Appena ventenne Lionello si trasferì a Parigi, attirato dal fascino e dalla fama della Ville Lumière come tanti altri suoi contemporanei. La vita nella soffitta di un palazzo popolare di Montmartre fu certamente dura e difficile, seppure
allietata dalla presenza dell’amico Giuseppe Vannicola, poeta e violinista romano col quale il pittore divideva l’alloggio:fu costui il tipico bohémien, dedito ad una vita “maledetta” all’insegna degli eccessi e destinata ad una tragica e precoce
fine circa venti anni dopo; il suo evidente carisma influenzò tuttavia fortemente il Balestrieri, che negli anni parigini produsse una folta serie di opere accomunate dal tema musicale, come La morte di Mimì, Chopin, Notturno, Manon;
su tutte queste, tuttavia, si impose il Beethoven realizzato dopo molti ripensamenti nel 1899 ed esposto per la prima volta all’Universale di Parigi del 1900: premiato con la medaglia d’oro, fu nuovamente in mostra alla Biennale veneziana
del 1901 e là acquistato dal Museo Revoltella di Trieste, ove tuttora si trova.
In vero l’inatteso successo della grossa tela fu tale che si moltiplicarono rapidamente le richieste e le conseguenti realizzazioni di copie, tanto che lo stesso Lionello, versato come in pittura anche nella grafica, preferì dedicarsi ben presto ad incisioni, acqueforti ed acquetinte per velocizzare i processi di produzione ed aumentare i guadagni.

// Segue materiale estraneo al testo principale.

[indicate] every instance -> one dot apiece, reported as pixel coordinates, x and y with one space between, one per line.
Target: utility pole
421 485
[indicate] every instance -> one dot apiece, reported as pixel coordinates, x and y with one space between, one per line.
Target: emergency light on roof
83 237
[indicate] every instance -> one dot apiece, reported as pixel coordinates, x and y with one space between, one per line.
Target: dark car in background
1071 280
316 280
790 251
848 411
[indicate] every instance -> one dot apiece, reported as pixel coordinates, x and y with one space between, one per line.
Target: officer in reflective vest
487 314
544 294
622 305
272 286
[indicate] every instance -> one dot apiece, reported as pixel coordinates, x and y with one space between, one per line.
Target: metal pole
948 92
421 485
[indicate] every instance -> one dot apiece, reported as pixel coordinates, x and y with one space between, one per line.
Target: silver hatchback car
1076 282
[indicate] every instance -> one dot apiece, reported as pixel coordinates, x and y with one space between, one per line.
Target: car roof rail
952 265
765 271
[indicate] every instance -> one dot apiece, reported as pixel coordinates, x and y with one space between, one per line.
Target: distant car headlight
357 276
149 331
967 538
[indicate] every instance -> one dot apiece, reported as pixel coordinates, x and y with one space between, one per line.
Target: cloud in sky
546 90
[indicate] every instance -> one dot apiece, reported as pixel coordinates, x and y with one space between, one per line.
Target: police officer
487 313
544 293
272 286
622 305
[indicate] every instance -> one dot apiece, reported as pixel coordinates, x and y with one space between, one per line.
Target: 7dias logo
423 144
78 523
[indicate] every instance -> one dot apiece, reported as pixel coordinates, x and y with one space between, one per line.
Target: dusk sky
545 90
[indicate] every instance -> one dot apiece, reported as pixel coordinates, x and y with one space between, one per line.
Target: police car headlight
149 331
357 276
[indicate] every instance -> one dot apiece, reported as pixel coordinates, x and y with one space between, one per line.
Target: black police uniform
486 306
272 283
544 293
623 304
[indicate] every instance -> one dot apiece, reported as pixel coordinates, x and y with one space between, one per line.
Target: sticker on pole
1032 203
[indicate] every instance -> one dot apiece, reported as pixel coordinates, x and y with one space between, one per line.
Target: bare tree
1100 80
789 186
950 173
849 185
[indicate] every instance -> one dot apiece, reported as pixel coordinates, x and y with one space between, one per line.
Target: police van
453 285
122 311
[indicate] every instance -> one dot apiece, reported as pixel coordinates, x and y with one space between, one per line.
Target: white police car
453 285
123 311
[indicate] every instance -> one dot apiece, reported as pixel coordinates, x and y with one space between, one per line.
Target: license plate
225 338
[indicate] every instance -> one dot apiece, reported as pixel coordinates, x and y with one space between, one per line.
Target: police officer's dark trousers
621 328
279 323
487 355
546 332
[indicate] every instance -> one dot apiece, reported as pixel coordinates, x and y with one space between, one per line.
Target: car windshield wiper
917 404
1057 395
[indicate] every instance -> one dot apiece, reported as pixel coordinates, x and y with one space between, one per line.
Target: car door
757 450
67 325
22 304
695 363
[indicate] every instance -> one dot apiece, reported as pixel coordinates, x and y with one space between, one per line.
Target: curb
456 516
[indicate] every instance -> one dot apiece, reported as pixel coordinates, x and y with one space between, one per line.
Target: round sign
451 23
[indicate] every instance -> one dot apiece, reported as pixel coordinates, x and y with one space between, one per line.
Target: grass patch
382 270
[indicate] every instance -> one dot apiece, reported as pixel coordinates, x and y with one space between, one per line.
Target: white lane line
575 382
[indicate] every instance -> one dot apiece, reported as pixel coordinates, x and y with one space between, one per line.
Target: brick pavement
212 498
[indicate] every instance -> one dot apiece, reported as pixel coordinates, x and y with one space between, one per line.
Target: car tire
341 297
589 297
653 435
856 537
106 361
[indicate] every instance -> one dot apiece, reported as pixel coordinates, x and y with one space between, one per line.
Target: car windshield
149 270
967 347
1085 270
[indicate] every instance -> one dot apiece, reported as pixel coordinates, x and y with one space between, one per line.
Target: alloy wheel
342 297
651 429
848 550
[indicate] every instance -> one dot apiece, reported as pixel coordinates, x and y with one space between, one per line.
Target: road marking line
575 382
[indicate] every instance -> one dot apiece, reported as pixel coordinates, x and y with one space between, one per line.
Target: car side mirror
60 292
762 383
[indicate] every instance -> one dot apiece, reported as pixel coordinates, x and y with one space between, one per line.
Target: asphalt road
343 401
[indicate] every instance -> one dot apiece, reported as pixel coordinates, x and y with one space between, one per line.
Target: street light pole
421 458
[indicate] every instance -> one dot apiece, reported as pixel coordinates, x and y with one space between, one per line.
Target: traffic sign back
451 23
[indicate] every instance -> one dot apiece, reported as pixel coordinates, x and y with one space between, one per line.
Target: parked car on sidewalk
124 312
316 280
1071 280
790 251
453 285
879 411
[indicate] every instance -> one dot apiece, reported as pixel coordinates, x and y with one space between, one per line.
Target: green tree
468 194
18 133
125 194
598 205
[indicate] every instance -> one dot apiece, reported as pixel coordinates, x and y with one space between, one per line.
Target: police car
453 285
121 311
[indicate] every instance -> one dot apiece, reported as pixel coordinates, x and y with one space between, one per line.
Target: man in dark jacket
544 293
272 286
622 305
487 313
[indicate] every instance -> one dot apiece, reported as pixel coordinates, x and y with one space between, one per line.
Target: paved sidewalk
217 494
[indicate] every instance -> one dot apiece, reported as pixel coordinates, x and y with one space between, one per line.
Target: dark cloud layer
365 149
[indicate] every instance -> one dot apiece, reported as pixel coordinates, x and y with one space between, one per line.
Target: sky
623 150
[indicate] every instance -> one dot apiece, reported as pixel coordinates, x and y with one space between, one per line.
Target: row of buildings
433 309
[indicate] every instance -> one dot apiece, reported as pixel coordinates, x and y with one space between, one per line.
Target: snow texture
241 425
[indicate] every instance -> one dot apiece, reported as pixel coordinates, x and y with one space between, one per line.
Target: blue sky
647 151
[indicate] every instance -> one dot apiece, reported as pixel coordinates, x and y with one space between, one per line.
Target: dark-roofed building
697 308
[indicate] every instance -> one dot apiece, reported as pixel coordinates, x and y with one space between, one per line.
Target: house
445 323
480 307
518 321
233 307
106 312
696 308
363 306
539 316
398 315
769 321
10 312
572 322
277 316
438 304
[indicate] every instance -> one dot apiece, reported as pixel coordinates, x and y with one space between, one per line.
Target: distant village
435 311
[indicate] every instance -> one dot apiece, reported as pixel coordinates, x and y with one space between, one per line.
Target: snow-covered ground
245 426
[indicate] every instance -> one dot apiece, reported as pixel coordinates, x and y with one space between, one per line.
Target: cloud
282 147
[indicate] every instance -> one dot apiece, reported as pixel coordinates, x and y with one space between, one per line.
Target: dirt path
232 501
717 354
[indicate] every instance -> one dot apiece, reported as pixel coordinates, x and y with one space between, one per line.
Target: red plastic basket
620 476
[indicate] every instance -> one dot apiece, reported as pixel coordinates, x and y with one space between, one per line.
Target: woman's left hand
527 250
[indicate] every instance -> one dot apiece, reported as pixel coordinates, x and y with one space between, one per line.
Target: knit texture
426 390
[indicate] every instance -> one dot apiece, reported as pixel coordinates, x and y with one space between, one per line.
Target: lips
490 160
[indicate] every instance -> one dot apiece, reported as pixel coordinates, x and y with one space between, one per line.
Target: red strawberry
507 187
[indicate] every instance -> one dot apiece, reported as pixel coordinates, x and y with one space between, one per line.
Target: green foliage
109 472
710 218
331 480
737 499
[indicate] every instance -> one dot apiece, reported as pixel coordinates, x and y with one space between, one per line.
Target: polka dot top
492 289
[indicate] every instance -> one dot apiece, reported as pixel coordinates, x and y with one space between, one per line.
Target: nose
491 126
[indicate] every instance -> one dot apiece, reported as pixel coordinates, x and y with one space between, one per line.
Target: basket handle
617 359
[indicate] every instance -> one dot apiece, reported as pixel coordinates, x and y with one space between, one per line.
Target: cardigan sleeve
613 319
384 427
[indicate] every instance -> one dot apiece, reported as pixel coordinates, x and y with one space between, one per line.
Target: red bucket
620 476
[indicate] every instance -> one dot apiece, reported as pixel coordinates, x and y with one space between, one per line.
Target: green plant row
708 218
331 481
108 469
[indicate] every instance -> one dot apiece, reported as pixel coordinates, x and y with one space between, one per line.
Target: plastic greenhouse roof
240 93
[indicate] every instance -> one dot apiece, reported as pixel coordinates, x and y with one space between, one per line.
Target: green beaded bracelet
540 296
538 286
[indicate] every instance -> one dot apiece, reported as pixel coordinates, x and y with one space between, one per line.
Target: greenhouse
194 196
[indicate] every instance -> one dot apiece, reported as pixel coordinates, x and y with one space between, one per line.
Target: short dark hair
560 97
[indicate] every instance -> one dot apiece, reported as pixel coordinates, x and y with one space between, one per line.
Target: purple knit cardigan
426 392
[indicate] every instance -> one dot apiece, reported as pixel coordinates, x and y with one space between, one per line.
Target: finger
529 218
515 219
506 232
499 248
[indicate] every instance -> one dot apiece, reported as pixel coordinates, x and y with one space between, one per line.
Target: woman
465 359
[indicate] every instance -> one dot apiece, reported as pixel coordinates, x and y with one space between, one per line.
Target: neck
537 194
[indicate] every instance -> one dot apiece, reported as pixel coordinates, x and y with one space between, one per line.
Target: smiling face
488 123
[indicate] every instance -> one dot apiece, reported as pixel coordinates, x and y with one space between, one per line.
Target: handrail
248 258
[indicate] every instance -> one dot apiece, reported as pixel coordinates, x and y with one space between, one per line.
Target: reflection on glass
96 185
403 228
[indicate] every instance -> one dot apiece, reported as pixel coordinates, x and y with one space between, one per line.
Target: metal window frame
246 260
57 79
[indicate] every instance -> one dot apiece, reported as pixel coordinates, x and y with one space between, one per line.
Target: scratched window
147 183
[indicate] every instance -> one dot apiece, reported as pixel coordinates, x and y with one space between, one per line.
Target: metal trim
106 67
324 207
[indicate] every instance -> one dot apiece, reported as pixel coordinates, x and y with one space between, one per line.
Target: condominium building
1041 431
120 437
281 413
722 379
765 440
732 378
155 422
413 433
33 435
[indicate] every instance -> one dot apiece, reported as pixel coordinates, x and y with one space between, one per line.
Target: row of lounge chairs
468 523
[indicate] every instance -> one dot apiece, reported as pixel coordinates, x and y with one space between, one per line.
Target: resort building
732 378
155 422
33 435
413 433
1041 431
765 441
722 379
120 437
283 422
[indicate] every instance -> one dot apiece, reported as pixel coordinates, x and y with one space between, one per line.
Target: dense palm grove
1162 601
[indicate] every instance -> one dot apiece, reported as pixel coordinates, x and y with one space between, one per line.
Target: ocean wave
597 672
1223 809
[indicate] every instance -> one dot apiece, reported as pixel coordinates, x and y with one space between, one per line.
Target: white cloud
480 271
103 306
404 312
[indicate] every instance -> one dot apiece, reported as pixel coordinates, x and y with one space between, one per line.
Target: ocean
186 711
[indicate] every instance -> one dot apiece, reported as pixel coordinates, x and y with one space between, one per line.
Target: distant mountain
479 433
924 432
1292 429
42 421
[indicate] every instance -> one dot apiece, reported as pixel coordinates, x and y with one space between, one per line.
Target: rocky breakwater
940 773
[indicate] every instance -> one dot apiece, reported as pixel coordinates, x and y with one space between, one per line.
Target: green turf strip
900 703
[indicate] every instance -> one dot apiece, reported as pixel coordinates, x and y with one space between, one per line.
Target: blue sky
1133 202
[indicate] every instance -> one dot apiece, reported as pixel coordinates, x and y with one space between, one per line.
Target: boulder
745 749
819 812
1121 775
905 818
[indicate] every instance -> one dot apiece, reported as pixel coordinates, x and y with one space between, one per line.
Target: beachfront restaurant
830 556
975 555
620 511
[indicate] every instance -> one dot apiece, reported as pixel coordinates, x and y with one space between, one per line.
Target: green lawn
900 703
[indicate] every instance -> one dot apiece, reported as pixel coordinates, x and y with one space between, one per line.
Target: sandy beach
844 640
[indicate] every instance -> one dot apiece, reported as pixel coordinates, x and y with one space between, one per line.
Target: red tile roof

Forse sarebbe preferibile addirittura ammettere che in definitiva la fama dell’opera fu anche troppa, e finì per oscurare quella del suo stesso autore, se questi poi, nonostante le successive produzioni impressionista (Lavandaie sulla Senna) e
macchiaiola (Signora che ricama in giardino), verista (Mademoiselle Chiffon) e finanche futurista (Sensazioni musicali, Penetrazione, Materia e spirito), finì per essere ricordato solo e soltanto per il suo giovanile Beethoven. L’ opera proposta dunque è innanzitutto una versione successiva al celebratissimo originale, chiaramente; tuttavia il
supporto in tela la retrodata rispetto ai numerosi multipli di minor valore, inoltre essa reca la firma di Balestrieri che è assente nella maggior parte delle copie (quelle apparse sul mercato, almeno) ed è di tutte queste più grande. Il soggetto
è vagamente autobiografico, presentando in primo piano sulla sinistra lo stesso Balestrieri (il quale realizzò in vita numerosi autoritratti) intento ad ascoltare l’amico Vannicola che suona con l’accompagnamento d’un pianoforte la
celebre Sonata Op. 47 “a Kreutzer” di Beethoven (il musicista tedesco è in realtà presente nell’opera come inquietante presenza fantasmatica mediante una riproduzione della sua maschera funeraria, appesa non a caso in alto e quasi al centro della composizione); gli altri personaggi, una somma di solitudini più che una vera compagnia, pure sembrano
ascoltare la virtuosa esecuzione musicale, oppure soffrono l’alienazione causata dagli alcolici e dal consumo d’assenzio (particolarmente suggestiva è la figura femminile dallo sguardo perso nel vuoto che s’accompagna all’artista). Gli stessi
vividi colori della tavolozza si fanno acidi (più qui che nell’originale, dove si preferirono evidentemente toni cupi che meglio rispecchiassero la fredda miseria della vita bohémienne), come filtrati dai fumi delle droghe, e danno all’interno
l’aspetto di quei café parigini tanto cari a Toulouse Lautrec, oppure avvicinano l’opera ai celebri “bevitori d’assenzio” di Degas e Picasso.